Le krypton atmosphérique terrestre présente une composition isotopique distinctive qui diffère légèrement de celle trouvée dans les météorites, reflétant l'évolution complexe de l'atmosphère terrestre au cours des âges géologiques, incluant le dégazage du manteau terrestre, les impacts de comètes et d'astéroïdes, et les processus d'échappement atmosphérique.
N.B. :
Le krypton est présent dans l'atmosphère terrestre à une concentration d'environ 1,14 partie par million en volume (1,14 ppm ou 0,000114%), ce qui en fait l'un des gaz rares atmosphériques. Cette concentration apparemment faible représente néanmoins environ 15 milliards de tonnes de krypton dans l'ensemble de l'atmosphère terrestre.
Le krypton est extrait industriellement par distillation fractionnée de l'air liquide, un procédé développé au début du 20ᵉ siècle. L'air est d'abord liquéfié par compression et refroidissement, puis les différents composants sont séparés selon leurs points d'ébullition. Le krypton, avec son point d'ébullition intermédiaire entre l'oxygène et le xénon, est isolé dans une fraction enrichie puis purifié davantage.
La production mondiale de krypton est relativement modeste, environ 8 à 10 tonnes par an, principalement en Ukraine, en Pologne, aux États-Unis, en Islande et en Chine. Le krypton est l'un des gaz industriels les plus coûteux en raison de sa rareté atmosphérique et du processus complexe nécessaire à son extraction et sa purification. Le prix du krypton de haute pureté peut atteindre plusieurs milliers d'euros par kilogramme.

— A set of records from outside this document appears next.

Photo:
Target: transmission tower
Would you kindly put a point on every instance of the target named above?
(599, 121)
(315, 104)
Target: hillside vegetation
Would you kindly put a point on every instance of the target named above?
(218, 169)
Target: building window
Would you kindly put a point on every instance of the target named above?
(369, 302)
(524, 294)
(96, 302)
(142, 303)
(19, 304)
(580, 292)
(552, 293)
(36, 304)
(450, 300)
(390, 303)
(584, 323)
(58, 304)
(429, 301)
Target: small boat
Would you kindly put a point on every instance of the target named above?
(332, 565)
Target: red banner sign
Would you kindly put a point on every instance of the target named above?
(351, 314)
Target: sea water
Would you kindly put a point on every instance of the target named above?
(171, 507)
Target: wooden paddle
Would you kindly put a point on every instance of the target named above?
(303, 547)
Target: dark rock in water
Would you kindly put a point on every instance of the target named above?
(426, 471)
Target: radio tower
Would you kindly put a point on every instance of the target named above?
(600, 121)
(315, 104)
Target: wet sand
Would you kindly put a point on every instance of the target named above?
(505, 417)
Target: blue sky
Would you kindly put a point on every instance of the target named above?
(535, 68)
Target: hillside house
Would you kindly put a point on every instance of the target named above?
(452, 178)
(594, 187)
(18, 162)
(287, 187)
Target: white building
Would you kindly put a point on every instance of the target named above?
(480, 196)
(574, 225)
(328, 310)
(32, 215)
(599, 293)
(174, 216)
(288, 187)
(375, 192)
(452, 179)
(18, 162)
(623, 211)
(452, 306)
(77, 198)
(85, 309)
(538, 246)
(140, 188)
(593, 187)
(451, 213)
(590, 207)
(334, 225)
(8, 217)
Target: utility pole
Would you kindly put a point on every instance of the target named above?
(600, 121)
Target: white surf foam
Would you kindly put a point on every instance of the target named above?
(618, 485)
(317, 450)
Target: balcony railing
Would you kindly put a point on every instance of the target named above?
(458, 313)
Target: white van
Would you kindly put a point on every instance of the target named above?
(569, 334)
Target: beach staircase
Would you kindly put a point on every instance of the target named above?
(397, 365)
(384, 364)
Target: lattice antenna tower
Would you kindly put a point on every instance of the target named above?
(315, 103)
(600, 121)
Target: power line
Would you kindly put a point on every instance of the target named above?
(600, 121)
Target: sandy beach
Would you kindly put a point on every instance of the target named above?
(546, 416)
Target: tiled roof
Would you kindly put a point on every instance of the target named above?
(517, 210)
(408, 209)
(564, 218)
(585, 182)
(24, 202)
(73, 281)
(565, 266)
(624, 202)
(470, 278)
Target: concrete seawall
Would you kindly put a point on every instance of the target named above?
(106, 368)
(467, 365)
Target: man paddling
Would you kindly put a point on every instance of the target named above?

Le krypton-85, isotope radioactif produit par la fission nucléaire dans les réacteurs, s'accumule progressivement dans l'atmosphère terrestre depuis le début de l'ère nucléaire. Sa concentration atmosphérique a été multipliée par plus de 100 depuis 1950, bien qu'elle reste extrêmement faible (environ 1,5 Bq/m³). Le krypton-85 est principalement libéré lors du retraitement du combustible nucléaire usé et constitue un traceur utile pour étudier la circulation atmosphérique globale.
En raison de son inertie chimique totale, le krypton ne présente aucun risque toxicologique. Cependant, comme tous les gaz inertes, il peut provoquer l'asphyxie par déplacement de l'oxygène dans les espaces confinés. Le krypton liquide, à -153 °C, présente les risques cryogéniques habituels (brûlures par le froid, fragilisation des matériaux).
Le krypton-83 hyperpolarisé représente une innovation récente en imagerie médicale, permettant la visualisation détaillée des poumons par IRM. Cette technique offre une alternative prometteuse à l'imagerie par rayons X pour le diagnostic des maladies pulmonaires, avec l'avantage d'éviter l'exposition aux radiations ionisantes.